Singer and actor Charles Aznavour dies at age 94
PARIS — Charles Aznavour, the French crooner and actor whose performing career spanned eight decades and who seduced fans around the world with his versatile tenor, lush lyrics and kinetic stage presence, has died. He was 94.
One of France’s most recognized faces, Aznavour sang to sold-out concert halls until the end, resorting to a prompter only after having written upwards of 1,000 songs by his own estimate, including the classic “La Bohème.”
His death was confirmed by the singer’s producer, Gerard Drouout Productions, and the French Culture Ministry. “Thank you, M. Aznavour,” government spokesperson Benjamin Griveaux tweeted.
Often compared to Frank Sinatra, Aznavour started his career as a songwriter for Edith Piaf. The French chanteuse took him under her wing. Like her, his fame ultimately reached well outside France: Aznavour was named entertainer of the century in an online poll by CNN and Time magazine in 1999.
In a career that spanned 80 years, Aznavour sold more than 180 million records, according to his official biography.
Aznavour was one of the Armenian diaspora’s most recognized voices and vocal defenders, but he sang in numerous languages, particularly English. His reputation in North America spanned generations.

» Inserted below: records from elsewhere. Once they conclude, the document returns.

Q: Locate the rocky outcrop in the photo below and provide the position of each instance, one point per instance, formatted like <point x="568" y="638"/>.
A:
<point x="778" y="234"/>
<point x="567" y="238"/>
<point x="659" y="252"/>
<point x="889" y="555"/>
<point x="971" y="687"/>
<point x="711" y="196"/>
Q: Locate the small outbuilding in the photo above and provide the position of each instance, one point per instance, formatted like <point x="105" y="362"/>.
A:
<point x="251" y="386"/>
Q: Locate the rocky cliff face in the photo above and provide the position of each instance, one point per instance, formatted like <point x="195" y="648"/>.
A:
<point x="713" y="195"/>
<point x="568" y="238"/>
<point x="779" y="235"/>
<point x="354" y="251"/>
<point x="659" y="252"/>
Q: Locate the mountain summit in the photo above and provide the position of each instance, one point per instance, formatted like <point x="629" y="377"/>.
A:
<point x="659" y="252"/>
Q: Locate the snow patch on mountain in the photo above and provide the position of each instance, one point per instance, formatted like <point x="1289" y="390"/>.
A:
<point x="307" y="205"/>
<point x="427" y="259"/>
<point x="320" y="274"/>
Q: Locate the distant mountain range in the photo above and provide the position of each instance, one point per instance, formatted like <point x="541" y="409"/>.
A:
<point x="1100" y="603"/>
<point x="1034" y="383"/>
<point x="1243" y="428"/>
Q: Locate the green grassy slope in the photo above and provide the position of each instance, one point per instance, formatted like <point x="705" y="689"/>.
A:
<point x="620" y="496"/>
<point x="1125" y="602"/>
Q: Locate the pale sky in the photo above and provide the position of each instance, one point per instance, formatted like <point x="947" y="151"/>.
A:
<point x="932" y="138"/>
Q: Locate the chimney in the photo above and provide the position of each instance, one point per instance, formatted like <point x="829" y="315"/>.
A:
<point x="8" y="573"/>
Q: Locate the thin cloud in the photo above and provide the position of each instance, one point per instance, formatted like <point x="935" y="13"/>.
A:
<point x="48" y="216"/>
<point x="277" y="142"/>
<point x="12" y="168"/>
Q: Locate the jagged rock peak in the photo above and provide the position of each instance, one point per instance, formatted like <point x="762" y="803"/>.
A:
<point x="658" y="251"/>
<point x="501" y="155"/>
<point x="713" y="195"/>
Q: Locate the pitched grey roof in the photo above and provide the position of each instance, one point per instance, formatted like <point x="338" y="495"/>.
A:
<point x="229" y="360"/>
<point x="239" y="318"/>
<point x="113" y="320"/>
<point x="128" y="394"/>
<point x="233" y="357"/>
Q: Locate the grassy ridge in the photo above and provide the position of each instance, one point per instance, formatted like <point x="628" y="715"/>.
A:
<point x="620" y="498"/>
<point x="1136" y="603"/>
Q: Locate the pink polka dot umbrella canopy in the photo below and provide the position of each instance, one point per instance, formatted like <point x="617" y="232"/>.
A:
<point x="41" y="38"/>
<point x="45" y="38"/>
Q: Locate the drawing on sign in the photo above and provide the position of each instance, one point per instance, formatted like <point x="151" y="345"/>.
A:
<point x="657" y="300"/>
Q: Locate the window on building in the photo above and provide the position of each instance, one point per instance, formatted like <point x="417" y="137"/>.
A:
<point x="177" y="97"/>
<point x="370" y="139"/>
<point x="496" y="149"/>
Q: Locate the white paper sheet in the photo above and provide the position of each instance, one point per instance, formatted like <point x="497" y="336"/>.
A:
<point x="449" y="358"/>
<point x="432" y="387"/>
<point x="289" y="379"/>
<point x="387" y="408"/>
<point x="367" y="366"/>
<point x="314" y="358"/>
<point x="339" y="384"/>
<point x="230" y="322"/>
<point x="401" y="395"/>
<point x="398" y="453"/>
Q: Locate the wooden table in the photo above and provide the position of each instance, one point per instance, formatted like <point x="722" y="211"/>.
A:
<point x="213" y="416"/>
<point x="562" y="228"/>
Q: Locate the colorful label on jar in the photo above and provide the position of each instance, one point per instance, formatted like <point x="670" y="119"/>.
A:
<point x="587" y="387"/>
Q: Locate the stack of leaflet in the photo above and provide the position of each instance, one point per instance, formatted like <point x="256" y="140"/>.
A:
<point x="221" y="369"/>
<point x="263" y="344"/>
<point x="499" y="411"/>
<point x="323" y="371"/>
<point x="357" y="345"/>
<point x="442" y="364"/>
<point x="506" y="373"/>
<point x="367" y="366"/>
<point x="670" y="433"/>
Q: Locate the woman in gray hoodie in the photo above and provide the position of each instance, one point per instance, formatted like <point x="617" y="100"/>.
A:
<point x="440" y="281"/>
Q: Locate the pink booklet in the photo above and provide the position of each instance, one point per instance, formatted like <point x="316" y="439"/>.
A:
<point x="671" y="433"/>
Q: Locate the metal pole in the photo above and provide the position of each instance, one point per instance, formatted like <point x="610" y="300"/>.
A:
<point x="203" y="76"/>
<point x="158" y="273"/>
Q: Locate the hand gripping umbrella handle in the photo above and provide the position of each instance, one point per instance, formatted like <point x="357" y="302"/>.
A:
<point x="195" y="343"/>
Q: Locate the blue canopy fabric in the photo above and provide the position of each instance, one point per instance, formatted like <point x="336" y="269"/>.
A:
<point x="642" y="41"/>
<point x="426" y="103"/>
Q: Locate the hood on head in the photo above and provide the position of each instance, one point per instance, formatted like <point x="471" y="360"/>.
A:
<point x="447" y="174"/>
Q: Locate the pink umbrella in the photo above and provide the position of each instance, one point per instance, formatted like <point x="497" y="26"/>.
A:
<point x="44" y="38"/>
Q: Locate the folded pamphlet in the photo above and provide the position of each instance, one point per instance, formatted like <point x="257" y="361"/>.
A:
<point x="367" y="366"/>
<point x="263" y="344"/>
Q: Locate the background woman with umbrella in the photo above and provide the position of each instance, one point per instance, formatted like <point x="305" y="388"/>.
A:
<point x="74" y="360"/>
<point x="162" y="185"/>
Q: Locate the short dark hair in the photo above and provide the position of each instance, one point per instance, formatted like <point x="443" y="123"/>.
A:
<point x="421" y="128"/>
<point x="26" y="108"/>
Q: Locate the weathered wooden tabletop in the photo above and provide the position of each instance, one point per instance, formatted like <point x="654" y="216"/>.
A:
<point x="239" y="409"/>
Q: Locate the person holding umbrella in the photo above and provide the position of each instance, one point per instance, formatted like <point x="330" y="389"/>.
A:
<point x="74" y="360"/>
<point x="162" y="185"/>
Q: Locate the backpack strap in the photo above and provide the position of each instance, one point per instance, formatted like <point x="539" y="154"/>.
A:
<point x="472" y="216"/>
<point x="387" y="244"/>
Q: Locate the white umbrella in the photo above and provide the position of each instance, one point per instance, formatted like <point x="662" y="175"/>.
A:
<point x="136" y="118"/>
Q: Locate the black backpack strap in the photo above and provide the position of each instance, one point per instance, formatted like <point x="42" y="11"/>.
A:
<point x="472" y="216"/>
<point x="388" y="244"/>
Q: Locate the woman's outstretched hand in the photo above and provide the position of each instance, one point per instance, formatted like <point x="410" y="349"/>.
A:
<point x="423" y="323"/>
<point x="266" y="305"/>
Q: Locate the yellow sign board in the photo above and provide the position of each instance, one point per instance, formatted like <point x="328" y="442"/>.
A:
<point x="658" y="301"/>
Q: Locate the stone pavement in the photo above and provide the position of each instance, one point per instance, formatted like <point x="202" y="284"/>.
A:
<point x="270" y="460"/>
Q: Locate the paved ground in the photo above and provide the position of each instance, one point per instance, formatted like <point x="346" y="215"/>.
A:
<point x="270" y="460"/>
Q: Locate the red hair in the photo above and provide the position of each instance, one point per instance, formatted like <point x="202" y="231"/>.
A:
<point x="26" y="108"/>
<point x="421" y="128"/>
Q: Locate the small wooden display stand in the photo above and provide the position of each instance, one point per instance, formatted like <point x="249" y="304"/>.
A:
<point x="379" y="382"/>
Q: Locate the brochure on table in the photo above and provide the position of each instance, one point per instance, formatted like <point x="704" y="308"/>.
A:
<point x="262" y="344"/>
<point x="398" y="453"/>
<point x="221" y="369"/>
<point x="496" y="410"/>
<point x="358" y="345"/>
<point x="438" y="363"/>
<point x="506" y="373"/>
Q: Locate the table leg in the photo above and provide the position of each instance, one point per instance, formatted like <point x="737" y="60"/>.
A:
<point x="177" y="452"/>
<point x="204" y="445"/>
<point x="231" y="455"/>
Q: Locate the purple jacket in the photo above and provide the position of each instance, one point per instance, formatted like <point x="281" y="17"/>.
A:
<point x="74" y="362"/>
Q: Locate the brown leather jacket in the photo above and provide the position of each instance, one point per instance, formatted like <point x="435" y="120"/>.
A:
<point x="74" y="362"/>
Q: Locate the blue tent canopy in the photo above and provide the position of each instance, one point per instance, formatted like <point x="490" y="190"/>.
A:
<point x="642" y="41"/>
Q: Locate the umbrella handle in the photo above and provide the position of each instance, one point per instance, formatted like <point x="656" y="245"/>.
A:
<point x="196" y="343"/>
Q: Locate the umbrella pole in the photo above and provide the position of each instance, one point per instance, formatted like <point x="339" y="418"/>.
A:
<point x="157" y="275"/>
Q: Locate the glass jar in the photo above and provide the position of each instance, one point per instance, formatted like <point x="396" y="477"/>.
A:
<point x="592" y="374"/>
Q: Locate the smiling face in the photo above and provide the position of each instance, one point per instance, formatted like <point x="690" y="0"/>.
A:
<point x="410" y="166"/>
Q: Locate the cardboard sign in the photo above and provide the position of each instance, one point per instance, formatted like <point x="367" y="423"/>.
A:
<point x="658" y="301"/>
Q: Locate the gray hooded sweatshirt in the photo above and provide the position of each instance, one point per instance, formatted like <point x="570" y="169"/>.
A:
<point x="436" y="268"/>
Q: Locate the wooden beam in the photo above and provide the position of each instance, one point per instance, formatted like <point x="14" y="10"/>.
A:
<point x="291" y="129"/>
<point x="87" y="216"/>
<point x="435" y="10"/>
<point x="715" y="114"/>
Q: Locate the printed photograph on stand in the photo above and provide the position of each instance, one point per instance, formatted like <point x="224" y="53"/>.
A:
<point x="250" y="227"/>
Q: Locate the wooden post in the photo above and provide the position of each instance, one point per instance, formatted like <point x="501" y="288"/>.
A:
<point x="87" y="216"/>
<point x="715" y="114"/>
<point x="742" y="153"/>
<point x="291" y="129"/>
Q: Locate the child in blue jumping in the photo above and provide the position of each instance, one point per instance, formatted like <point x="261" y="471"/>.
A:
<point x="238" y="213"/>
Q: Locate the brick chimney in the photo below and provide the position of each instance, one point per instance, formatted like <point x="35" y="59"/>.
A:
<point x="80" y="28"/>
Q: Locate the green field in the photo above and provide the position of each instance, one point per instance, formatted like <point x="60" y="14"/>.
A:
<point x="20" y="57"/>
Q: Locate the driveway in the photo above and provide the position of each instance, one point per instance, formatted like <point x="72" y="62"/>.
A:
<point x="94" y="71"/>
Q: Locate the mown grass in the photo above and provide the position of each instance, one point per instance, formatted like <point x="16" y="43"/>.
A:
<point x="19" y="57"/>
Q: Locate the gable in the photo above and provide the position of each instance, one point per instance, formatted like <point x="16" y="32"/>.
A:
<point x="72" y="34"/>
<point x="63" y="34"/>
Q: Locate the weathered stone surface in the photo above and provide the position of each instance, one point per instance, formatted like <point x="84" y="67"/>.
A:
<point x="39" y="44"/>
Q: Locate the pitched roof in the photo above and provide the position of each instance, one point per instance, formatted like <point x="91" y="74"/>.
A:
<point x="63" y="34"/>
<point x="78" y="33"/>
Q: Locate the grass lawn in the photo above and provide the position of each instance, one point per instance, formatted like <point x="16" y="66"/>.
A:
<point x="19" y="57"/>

In a 2013 interview Aznavour suggested he would sing until the age of 100.
Throughout his career, Aznavour wrote for Piaf and other popular French singers. The love ballad “She” topped British charts for four weeks in 1974 and was covered by Elvis Costello for the film “Notting Hill.”
Liza Minnelli, who met Aznavour when she was a teenager and he was in his 40s, described following him to Paris. “He really taught me everything I know about singing — how each song is a different movie,” she said in a 2013 interview. The two remained close through the decades, often performing together.
He resisted description as a crooner, despite decades of torch songs that are now firmly fixed in the French lexicon. “I’m a songwriter who sometimes performs his own songs,” was his preferred self-description.
“What were my faults? My voice, my size, my gestures, my lack of culture and education, my honesty, or my lack of personality,” the five-foot-three performer wrote in his autobiography. “My voice? I cannot change it. The teachers I consulted all agreed I shouldn’t sing, but nevertheless I continued to sing until my throat was sore.”
Shanoun Varenagh Aznavourian was born in Paris on May 22, 1924, to Armenian parents who fled to Paris in the 1920s and opened a restaurant. His singer father — whose own father was a chef to Russian Czar Nicholas II — and actress mother exposed him to the performing arts early on, and he acted in his first play when he was 9.
Aznavour, who cut the Armenian suffix from his stage name, decided to switch to music but still acted in films throughout his career. His movie credits include François Truffaut’s 1960 “Tirez sur le Pianiste” (“Shoot the Pianist”), Volker Schloendorff’s 1979 “Die Blechtrommel” (“The Tin Drum”), and Atom Egoyan’s 2002 “Ararat.”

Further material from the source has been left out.